Notes on CNNs

2023-04-30

These are my notes about CNNs, some toy code in this colab.

Motivation for CNNs

While MLPs are a very general class of models that work even for image data, they fail to take into account important properties that 2D images have.

For instance, typical MLPs would take a flattened 1D vector of pixels from the image as input, and potentially ignore the rich 2D local information (although I wonder if with enough tuning, it could just learn the associations, since an image is also stored on the computer as a sequence of numbers).

But the more insidious problem is that of the parameter space. Consider a reasonable input size of 100x100 images. A single fully connected layer with 1000 units would need \(10^7\) parameters. But 1000 hidden units is usually too less.

When we constrain these models by introducing good inductive biases, we can reduce the required number of parameters drastically.

The main constraints we can put on 2D image data are:

  1. Translation equivariance: For most object detection style tasks, the earliest layers should not care where an object is in the image should not matter.
  2. The earliest layers of the network should focus on local regions. The local representations can eventually be pooled into higher level representations.

From fully connected to local convolutions

Suppose we start with 2D inputs \(X \in \mathbb{R}^{4x4}\) and want to compute 2D hidden representations \(H \in \mathbb{R}^{2x2}\).

In a fully connected setting, we need a 4x4 weight matrix associated with each \(H_{i,j}\). We need 4 of these since \(H\) is itself 2x2. So let’s put these matrices in a 4D array (or “order 4 tensor”):

\[ H_{i,j} = U_{i,j} + \sum_k \sum_l W_{i, j, k, l} X_{k, l} \]

Visualize \(W\) a bit like this:

W = [
  [( ), ( )],
  [( ), ( )],
]   ^-------------------\
                        (
                          [. . . .],
                          [. . . .],
                          [. . . .],
                          [. . . .]
                        )

Each of the four ( ) is itself a 4x4 matrix as shown at the bottom right of the figure.
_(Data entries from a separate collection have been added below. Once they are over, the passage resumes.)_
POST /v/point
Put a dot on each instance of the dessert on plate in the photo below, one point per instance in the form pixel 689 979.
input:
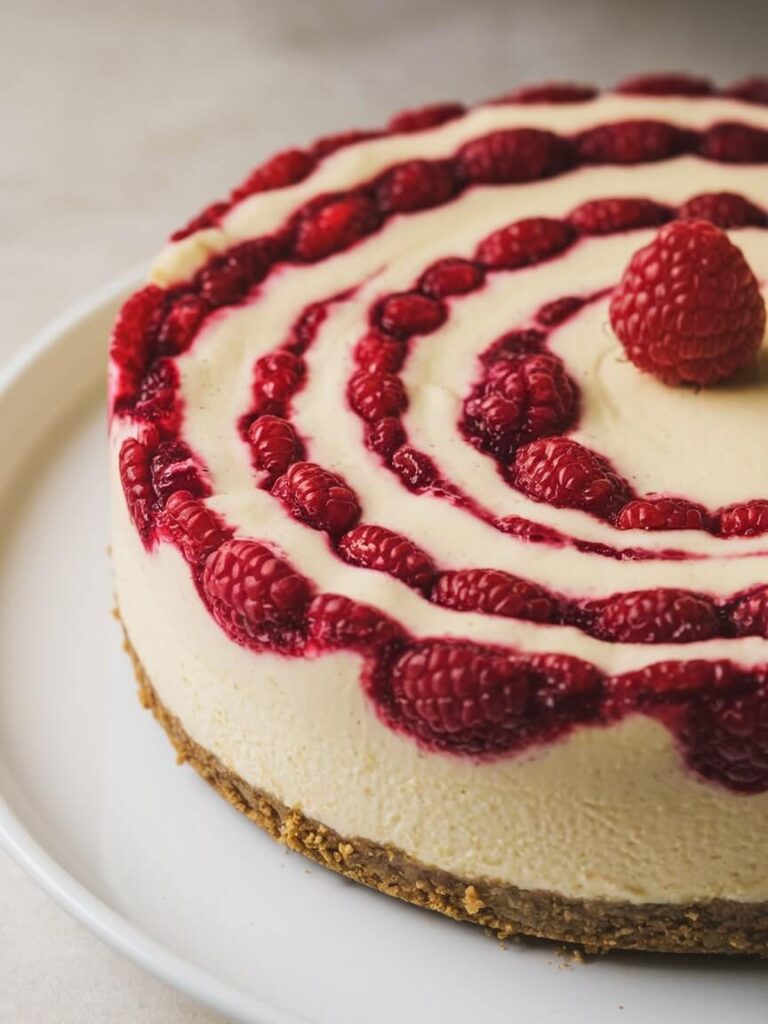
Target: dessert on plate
pixel 440 508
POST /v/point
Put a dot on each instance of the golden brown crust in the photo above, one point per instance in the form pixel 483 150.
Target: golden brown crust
pixel 597 926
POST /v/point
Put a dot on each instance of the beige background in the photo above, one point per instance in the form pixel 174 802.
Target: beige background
pixel 121 119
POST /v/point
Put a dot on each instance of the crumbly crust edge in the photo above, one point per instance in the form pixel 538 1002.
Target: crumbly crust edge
pixel 595 926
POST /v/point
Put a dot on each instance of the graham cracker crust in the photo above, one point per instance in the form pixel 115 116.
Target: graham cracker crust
pixel 595 926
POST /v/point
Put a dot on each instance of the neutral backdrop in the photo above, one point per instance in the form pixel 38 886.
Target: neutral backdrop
pixel 119 120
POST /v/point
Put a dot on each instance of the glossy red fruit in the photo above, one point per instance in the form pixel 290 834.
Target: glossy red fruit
pixel 317 497
pixel 524 243
pixel 493 592
pixel 256 597
pixel 563 473
pixel 382 550
pixel 662 615
pixel 688 308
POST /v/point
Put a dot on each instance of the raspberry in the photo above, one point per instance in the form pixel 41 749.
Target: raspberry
pixel 330 224
pixel 724 210
pixel 666 85
pixel 174 468
pixel 633 142
pixel 376 395
pixel 286 168
pixel 256 597
pixel 551 92
pixel 425 117
pixel 135 476
pixel 452 275
pixel 408 313
pixel 416 184
pixel 662 513
pixel 731 142
pixel 276 376
pixel 196 529
pixel 376 353
pixel 744 519
pixel 752 90
pixel 131 336
pixel 181 323
pixel 495 593
pixel 461 696
pixel 382 550
pixel 688 308
pixel 524 243
pixel 385 436
pixel 563 473
pixel 515 156
pixel 726 739
pixel 607 216
pixel 273 444
pixel 553 313
pixel 662 615
pixel 414 468
pixel 750 614
pixel 523 398
pixel 336 622
pixel 318 498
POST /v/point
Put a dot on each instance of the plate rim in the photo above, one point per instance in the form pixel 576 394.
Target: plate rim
pixel 107 924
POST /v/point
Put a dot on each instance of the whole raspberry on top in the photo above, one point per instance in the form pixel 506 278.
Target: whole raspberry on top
pixel 688 308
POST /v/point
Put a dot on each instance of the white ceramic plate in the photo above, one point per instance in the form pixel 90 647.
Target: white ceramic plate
pixel 143 853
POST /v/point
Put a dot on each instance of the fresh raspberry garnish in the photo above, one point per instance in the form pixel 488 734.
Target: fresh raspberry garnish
pixel 662 513
pixel 276 376
pixel 273 443
pixel 194 527
pixel 744 519
pixel 255 596
pixel 318 498
pixel 563 473
pixel 724 210
pixel 337 622
pixel 460 696
pixel 750 614
pixel 523 398
pixel 551 92
pixel 376 395
pixel 181 323
pixel 731 142
pixel 688 308
pixel 377 353
pixel 131 336
pixel 524 243
pixel 752 90
pixel 663 615
pixel 666 85
pixel 415 469
pixel 382 550
pixel 425 117
pixel 514 156
pixel 330 224
pixel 726 739
pixel 174 468
pixel 286 168
pixel 633 142
pixel 452 275
pixel 608 216
pixel 407 313
pixel 416 184
pixel 495 593
pixel 385 436
pixel 555 312
pixel 135 475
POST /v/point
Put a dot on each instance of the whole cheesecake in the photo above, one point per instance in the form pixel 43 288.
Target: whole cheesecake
pixel 440 508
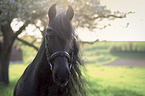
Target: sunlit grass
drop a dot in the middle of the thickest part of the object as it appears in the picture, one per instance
(104, 81)
(116, 81)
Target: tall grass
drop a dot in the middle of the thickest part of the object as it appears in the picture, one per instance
(104, 81)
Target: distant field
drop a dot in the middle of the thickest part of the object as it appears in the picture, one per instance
(104, 81)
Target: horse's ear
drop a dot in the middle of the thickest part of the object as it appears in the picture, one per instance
(52, 11)
(70, 12)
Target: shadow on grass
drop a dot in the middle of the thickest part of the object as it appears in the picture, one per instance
(7, 90)
(99, 90)
(128, 54)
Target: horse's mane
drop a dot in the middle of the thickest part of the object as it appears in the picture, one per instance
(66, 33)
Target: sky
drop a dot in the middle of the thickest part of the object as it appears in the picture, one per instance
(132, 28)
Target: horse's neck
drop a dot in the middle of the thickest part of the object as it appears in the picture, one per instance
(41, 66)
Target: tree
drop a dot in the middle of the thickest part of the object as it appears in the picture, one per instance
(32, 11)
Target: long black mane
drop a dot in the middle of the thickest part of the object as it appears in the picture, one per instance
(34, 74)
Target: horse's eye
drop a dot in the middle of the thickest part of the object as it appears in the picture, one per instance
(50, 35)
(49, 30)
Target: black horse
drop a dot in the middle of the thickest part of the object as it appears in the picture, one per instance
(55, 71)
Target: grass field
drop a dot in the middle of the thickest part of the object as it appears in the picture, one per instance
(104, 81)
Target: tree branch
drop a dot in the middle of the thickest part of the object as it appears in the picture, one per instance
(27, 43)
(20, 30)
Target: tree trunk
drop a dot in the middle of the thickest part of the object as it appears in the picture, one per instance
(5, 65)
(0, 64)
(5, 53)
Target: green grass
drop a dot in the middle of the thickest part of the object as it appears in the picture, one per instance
(116, 81)
(104, 81)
When we want to compute, say, \(H_{1,0}\), we pick the corresponding matrix from W (the one that the arrow points at in the figure), perform an element-wise multiplication with the input \(X\), and sum up the resulting elements, and add up the bias \(U_{1, 0}\) to produce the result.

Let’s change up the notation a bit now, and set \(a = k - i\), \(b = l - j\) to get

\[ H_{i,j} = U_{i,j} + \sum_a \sum_b W_{i, j, i + a, j + b} X_{i+a, j+b} \]

Notice that \(a, b\) can be negative as well as positive and take on values to ensure \(i+a\) and \(j+b\) range over the entire image.

Setting \(V_{i,j,a,b} = W_{i,j,i+a,j+b}\), we get

\[ H_{i,j} = U_{i,j} + \sum_a \sum_b V_{i, j, a, b} X_{i+a, j+b} \]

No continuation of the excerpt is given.